History

United States
- Name: USS Mary B. Garner
- Namesake: Previous name retained
- Builder: William E. Woodall Company, Baltimore, Maryland
- Completed: 1912
- Acquired: 30 April 1917
- Commissioned: 12 May 1917
- Decommissioned: 15 May 1919
- Notes: Operated as commercial fishing vessel Mary B. Garner 1912-1917

General characteristics
- Type: Minesweeper
- Tonnage: 252 gross register tons
- Length: 140 ft (43 m)
- Beam: 22 ft 6 in (6.86 m)
- Speed: 11 knots
- Armament: 2 × 6-pounder guns

= USS Mary B. Garner =

Minesweeper of the United States Navy

USS Mary B. Garner (SP-682) was a United States Navy minesweeper in commission from 1917 to 1919.

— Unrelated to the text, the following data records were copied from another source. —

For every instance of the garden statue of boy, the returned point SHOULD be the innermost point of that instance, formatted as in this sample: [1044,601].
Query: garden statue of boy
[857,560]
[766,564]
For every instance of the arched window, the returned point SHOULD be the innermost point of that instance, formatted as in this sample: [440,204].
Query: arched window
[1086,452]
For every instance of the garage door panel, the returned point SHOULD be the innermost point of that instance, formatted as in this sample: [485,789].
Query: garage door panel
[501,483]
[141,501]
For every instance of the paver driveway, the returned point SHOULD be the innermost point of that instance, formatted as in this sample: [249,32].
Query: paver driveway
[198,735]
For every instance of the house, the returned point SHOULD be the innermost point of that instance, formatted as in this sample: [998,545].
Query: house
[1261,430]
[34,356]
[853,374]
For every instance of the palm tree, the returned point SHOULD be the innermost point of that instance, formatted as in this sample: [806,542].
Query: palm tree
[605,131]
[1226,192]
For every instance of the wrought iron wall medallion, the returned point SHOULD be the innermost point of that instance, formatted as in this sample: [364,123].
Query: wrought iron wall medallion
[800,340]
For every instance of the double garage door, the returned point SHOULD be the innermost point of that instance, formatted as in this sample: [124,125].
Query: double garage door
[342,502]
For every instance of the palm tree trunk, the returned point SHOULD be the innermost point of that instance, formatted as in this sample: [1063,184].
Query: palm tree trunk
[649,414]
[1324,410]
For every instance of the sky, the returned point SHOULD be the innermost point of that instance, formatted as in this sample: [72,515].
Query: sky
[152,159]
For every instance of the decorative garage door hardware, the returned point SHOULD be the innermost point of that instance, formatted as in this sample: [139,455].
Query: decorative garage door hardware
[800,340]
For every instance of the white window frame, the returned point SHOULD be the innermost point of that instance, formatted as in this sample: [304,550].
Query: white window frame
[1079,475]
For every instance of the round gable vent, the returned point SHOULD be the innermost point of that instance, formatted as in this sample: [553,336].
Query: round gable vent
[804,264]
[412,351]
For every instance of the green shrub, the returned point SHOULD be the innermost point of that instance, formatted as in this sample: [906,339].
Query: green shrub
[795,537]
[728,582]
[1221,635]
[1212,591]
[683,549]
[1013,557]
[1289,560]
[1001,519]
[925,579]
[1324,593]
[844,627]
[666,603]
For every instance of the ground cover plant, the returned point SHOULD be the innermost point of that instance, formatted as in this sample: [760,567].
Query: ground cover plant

Mary B. Garner was built as a commercial fishing vessel of the same name by the William E. Woodall Company at Baltimore, Maryland, in 1912. On 30 April 1917, the U.S. Navy purchased her from the Coast Fish Oil and Guano Company of Lewes, Delaware, for use during World War I. Assigned the section patrol number 682, she was commissioned on 12 May 1917 as USS Mary B. Garner (SP-682).

Assigned to the Minesweeping Squadron of the 4th Naval District and based at Philadelphia, Pennsylvania, Mary B. Garner carried out minesweeping duties in the rivers, harbors, and coastal waters of Pennsylvania, Delaware, New Jersey, and Maryland. She ran aground and was wrecked on 11 April 1918 at Prime Hook Beach, Delaware, with the loss of one life, but she was salvaged and returned to her duties for the rest of World War I.

Mary B. Garner was decommissioned at Philadelphia on 15 May 1919.